Pilze sind auch nicht anhänglich. Sie stehen einfach rum und gehen ihrer friedlichen Beschäftigung nach. So wirkt es jedenfalls. Ganz unaufdringlich und höflich biedern sie sich nicht an. Wer sie sammeln möchte, muss schon suchen. Das macht einen Teil des Reizes für Pilzesammler aus. Ich bin gewiss kein Fachmann, aber ich habe noch nie von einem Pilz gehört, der seinem Sammler – und damit irgendwie auch seinem Sensenmann – entgegenläuft als wolle er sagen “Nimm mich! Halt mich! Aber beende mein sinnloses Treiben!” So etwas kommt in der Tier- und Pflanzenwelt im Wald einfach nicht vor, was außerordentlich beruhigend ist. Im Handball normalerweise auch nicht.  Keine Spielerin läuft mit dem Ball in die Abwehr rein als wolle sie sagen “Nimm mich! Halt mich! Beende mein sinnloses Treiben!” Normalerweise. Ergäbe ja auch keinen Sinn. Ziel des Spiels ist ja, den Ball möglichst mindestens einmal mehr ins gegnerische Tor zu schmeißen als es dies spiegelverkehrt dem Gegner gelingt. Das funktioniert nicht, wenn ich mich samt Ball in die Arme der Abwehr werfe, wo sechs Sensenleute nichts lieber tun, als mich am Spielziel zu hindern (s.o.). Also macht das schon instinktiv kein Handballer. Oder Pilz. Oder anderes Lebewesen. Ausnahmen mag es geben. Schließlich hält sich ja auch hartnäckig das Gerücht / die Legende, dass sich Lemminge in Jahren der Überpopulation scharenweise von der Klippe dem sicheren Tod entgegen ins Meer stürzen, um die Überbevölkerung zu regulieren. “Lemmingjahr” nennt man das im hohen Norden, wenn der Überlebensinstinkt ausgeschaltet wird und sich ein Lebewesen kollektiv wahnwitzig verhält. Muss wohl wieder soweit sein…

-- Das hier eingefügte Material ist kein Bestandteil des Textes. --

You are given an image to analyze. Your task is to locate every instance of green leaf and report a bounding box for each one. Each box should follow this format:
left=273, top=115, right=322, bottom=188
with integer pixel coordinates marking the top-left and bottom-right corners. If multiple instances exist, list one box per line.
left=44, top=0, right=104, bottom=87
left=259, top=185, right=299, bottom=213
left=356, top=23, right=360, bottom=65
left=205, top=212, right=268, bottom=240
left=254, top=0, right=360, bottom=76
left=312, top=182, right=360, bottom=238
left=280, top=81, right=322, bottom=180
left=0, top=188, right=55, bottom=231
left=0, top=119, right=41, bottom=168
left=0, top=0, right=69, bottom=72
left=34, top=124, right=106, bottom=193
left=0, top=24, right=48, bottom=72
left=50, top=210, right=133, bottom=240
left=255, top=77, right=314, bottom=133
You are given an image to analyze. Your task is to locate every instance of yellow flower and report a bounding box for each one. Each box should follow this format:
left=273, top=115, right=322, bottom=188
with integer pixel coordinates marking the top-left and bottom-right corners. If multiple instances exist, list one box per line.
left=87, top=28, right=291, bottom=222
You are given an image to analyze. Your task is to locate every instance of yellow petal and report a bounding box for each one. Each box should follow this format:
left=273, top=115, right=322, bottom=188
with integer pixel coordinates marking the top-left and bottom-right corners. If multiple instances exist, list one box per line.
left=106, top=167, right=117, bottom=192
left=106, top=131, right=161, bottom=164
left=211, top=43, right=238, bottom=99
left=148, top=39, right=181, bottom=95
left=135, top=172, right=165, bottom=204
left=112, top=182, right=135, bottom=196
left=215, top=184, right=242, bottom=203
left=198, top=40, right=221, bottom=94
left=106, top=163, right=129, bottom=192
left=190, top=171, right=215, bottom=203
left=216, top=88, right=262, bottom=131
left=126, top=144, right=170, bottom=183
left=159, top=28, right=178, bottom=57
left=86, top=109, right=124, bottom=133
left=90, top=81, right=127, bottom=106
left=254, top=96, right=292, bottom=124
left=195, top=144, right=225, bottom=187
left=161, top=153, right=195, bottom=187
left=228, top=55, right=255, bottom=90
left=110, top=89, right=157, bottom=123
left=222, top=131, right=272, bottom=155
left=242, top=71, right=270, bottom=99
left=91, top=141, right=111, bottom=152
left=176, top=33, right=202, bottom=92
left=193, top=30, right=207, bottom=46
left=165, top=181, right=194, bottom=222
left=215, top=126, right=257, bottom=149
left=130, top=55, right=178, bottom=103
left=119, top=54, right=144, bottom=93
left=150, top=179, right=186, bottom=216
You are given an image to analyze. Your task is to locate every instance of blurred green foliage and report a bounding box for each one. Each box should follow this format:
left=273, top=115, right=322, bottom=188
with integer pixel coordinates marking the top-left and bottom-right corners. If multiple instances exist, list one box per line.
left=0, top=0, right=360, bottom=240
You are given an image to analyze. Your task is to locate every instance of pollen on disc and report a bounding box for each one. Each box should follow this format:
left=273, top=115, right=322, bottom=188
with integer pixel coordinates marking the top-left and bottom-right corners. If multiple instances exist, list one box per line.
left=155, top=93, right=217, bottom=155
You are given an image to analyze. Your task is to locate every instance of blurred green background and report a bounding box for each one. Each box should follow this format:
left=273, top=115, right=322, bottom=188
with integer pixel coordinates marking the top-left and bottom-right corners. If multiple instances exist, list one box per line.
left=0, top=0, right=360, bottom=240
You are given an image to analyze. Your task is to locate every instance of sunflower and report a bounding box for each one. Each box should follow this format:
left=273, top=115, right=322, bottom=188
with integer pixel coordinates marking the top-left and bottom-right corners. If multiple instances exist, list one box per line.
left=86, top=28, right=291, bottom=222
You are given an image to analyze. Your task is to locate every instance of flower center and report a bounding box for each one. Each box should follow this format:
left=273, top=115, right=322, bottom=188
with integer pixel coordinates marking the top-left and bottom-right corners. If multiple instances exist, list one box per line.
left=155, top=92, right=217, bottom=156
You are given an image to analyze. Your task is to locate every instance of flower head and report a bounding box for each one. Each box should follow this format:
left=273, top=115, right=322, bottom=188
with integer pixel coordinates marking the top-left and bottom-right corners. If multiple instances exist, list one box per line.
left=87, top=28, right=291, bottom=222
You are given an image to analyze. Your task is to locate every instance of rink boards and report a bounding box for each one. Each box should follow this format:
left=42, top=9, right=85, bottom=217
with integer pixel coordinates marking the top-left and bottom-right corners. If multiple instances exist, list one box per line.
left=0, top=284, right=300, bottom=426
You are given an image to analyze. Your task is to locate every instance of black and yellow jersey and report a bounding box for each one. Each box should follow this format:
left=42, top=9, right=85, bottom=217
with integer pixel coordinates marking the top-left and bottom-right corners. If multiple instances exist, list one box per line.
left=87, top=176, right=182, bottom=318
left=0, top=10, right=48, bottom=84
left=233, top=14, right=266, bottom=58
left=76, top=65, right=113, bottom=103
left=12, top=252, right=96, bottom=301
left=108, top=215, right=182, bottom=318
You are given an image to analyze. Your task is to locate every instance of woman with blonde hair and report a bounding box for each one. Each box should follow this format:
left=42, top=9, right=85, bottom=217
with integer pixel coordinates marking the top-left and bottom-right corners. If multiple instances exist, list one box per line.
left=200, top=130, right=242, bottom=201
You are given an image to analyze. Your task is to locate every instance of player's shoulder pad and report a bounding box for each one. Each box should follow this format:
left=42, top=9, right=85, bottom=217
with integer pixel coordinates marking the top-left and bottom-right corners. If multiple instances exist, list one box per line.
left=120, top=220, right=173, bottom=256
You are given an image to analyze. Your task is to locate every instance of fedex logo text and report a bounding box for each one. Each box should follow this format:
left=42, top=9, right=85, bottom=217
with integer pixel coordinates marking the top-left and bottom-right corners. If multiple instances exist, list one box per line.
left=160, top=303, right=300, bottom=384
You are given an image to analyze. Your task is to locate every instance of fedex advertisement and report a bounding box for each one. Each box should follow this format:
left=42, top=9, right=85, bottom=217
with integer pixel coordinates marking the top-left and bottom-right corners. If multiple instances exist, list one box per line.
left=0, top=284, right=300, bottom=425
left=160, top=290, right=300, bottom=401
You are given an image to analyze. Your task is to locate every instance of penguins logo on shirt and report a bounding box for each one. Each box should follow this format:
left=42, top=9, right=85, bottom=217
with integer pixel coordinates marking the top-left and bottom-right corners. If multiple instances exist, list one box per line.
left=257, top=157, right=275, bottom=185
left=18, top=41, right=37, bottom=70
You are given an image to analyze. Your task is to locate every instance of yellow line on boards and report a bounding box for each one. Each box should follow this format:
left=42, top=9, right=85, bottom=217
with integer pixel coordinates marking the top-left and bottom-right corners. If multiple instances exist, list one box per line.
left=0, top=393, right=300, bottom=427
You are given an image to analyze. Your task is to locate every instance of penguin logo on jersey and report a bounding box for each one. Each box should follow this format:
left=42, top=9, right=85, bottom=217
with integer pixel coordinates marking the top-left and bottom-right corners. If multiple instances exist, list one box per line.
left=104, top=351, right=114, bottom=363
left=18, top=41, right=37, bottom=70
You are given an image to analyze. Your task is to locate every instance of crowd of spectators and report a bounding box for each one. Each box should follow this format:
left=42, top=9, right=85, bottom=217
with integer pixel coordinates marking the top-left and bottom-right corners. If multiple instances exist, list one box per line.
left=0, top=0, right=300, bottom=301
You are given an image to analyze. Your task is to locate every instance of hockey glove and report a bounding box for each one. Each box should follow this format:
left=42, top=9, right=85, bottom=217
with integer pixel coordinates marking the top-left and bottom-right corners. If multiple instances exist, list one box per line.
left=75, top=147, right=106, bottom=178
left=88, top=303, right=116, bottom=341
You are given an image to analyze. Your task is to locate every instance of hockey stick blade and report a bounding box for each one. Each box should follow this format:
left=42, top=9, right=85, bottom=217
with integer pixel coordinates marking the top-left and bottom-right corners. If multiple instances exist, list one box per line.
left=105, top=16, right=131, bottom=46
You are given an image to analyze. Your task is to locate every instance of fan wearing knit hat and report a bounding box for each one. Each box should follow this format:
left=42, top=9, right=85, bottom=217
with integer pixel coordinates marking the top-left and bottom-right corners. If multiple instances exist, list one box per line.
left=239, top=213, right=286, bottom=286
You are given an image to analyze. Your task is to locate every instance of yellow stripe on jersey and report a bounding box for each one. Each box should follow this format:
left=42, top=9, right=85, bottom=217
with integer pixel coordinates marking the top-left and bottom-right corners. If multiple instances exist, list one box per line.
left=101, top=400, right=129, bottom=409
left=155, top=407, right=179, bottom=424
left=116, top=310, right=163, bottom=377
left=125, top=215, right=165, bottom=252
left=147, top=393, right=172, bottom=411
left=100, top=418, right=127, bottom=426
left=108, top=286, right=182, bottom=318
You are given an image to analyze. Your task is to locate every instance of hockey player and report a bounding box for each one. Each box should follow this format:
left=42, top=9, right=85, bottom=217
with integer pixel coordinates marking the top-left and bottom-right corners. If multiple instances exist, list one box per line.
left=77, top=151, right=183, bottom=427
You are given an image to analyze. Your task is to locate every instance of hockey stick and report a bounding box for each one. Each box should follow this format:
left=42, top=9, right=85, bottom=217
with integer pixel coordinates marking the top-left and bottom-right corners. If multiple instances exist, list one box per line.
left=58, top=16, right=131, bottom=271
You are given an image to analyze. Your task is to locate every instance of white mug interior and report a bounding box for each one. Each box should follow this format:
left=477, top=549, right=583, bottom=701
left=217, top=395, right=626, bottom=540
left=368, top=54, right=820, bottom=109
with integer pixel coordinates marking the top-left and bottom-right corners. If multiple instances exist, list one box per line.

Die sprichwörtliche Stille im Wald ist eigentlich gar nicht so still. Dort hämmert ein Specht, was unweigerlich an einen Presslufthammer denken lässt. Der weniger wanderfreudige Pilzsammler, der mehr einen mittelgroßen, wohlgeformten und stabilen Ast zum Hineinbeißen sucht und sich nicht mit voller Hingabe der Aufgabe widmet, wird unweigerlich das Straßengeräusch im Ohr behalten, das sich erst nach und nach verliert. Das Knacken der Zweige unter den Füßen. Das Rascheln des Laubs. Das laute Ausspucken von Spinnennetzen samt entrüsteter Bewohnerin. Dennoch ist diese Nicht-Stille irgendwie angenehm. Kein: “Ich habe keine Lust mehr!” Kein: “Ich will nicht mehr rein!” Kein: “Alles Scheiße!” Kein: “Jetzt reißt Euch mal in der Abwehr zusammen!” Einfach nur Spechte, Autos, Äste und Laub. O.k., weit und breit kein essbarer Pilz in Sicht; schon gar nicht einer, der mich anspringt, als wolle er mir sagen… Ihr wisst schon. Aber ein Waldspaziergang hat so viele angenehme Seiten, die ein Auswärtsspiel junger Handballerinnen mit – kurzfristig – verloren gegangener Einstellung zum Wettkampf (32:19 für Heidmark) einfach nicht bieten kann. Die Beste davon – frei nach dem Filmplakat zu einem Science Fiction Klassiker – ist: Im Wald hört dich niemand schreien!